Using international mechanisms to apply pressure on a national government to institute policy and legal changes

The Committee for Administration of Justice (CAJ) used the United Nations Committee Against Torture to raise local human rights issues to the international level. In order to use international mechanisms such as this effectively, a number of other tactics were used including written submissions to the Committee, lobbying in Geneva and monitoring the impact the recommendations of the various Committee reports have had on Northern Ireland in terms of actually improving the human rights situation on the ground.

There has been a violent political conflict in Northern Ireland since 1969, involving three sets of protagonists: the Irish Republican Army (IRA) and other republican groups which want Northern Ireland to unite with the rest of Ireland; loyalist groups which want Northern Ireland to remain within the UK; and the state. Since the beginning of the conflict, the forces of the state have been involved in human rights abuses. A key aspect of the human rights abuses has involved allegations of ill-treatment of those in custody. 

In the latter part of the 1980s, the state established a separate legal infrastructure to deal with those suspected of involvement in “terrorism”. There were special arrest powers, special powers and places of detention and special procedures for trial.
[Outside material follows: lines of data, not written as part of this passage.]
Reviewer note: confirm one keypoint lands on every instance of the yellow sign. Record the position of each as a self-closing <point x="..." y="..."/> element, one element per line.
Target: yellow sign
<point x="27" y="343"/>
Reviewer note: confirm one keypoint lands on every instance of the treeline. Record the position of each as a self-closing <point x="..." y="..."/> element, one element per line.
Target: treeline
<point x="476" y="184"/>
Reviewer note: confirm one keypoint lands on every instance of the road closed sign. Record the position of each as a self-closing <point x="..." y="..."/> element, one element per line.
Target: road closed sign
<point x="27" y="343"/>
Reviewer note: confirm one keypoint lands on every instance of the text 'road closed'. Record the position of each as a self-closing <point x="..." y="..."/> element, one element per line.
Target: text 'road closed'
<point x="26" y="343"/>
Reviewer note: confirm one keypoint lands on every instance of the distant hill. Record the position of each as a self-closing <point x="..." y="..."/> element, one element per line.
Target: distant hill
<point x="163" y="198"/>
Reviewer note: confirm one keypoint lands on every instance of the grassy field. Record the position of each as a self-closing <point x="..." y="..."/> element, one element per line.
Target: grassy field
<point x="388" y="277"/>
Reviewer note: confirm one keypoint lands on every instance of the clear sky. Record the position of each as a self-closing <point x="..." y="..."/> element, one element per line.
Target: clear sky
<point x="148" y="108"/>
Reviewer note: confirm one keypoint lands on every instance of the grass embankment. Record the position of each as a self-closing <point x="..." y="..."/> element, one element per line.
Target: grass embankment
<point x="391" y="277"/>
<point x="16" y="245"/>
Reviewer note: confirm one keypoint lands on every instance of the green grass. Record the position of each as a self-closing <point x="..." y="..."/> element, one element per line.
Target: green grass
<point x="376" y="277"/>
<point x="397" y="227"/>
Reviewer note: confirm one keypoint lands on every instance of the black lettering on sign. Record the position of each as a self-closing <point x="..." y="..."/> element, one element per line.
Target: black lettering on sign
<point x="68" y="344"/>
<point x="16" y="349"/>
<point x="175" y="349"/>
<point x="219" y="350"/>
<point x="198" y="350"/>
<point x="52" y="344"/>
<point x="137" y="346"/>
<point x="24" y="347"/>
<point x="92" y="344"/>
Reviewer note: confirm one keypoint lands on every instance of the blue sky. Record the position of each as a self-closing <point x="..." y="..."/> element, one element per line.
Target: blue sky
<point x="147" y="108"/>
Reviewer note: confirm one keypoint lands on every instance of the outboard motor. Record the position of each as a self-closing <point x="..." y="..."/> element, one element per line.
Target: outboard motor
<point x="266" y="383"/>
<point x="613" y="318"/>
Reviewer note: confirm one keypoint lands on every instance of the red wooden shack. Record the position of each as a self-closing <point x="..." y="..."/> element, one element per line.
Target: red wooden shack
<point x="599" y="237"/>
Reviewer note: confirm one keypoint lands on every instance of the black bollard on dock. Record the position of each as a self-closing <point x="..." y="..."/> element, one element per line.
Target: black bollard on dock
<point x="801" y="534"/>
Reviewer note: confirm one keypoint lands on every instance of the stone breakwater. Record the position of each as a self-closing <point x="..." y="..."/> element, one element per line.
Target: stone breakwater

Allegations of physical ill-treatment which had receded in the mid 1980s began to increase later in the decade and were reaching crisis point by 1990. 

CAJ provided a set of recommendations to the government to try and deal with the issue of abuse of detainees. The government response however was to deny that any abuse was taking place. CAJ needed to devise a response to this problem which would be effective in terms of improving the situation of those arrested under the emergency laws but which would also trigger media coverage. It was difficult to get media coverage of the issue because at the height of the conflict much of the media, particularly TV, was reluctant to criticize the state. 

The general goal was to improve the situation of those detained by ending the ill-treatment. Specific objectives included getting lawyers immediate access to those arrested; getting lawyers access to interviews; getting the interviews recorded electronically; getting an independent system of monitoring the interviews; limiting the periods of detention before charging or release; closing the detention centers; and having the ordinary criminal law rather than the emergency law apply to those detained. 

CAJ consulted lawyers who were members of their own executive committee as well as colleagues in international NGOs to see how they could utilize the Committee Against Torture. They began in 1991 when the UK had to appear before the Committee. Generally, the Committee runs on a three yearly cycle so the UK was also examined in 1995 and 1998. 

These examinations would have occurred with or without interventions from CAJ. However, the Committee does rely on NGOs and others to provide it with credible information on which to base its questioning of the country involved. The recommendations from the Committee tend to set the parameters for the next examination so it was important for the Committee to pay attention to the issues which CAJ wanted highlighted. Increasingly (and certainly in 1998) the Committee would start the session by asking for information on what the state had done to meet the concerns highlighted by the Committee on the previous occasion. 

The situation in relation to those arrested under the emergency laws in Northern Ireland has improved immeasurably since CAJ began working with the Committee. It was quite clear from the late 1980s until following the first examination that physical ill-treatment was being authorized and orchestrated. Following the Committee’s first report, while there were still allegations of physical ill-treatment, they were not as widespread as earlier; the ill-treatment was not as bad as it had been; and courts began to be more interventionist in terms of excluding admission evidence. It was also the case that actual ill-treatment would occur at the time of arrest and immediately subsequent to that as opposed to being part of the interrogation process. The most remarkable and immediate achievement of the international embarrassment caused to the UK by being criticized by the Committee was the speedy end to co-ordinated physical ill-treatment in the holding centers which ceased between the first and second time the UK was examined before the Committee Against Torture.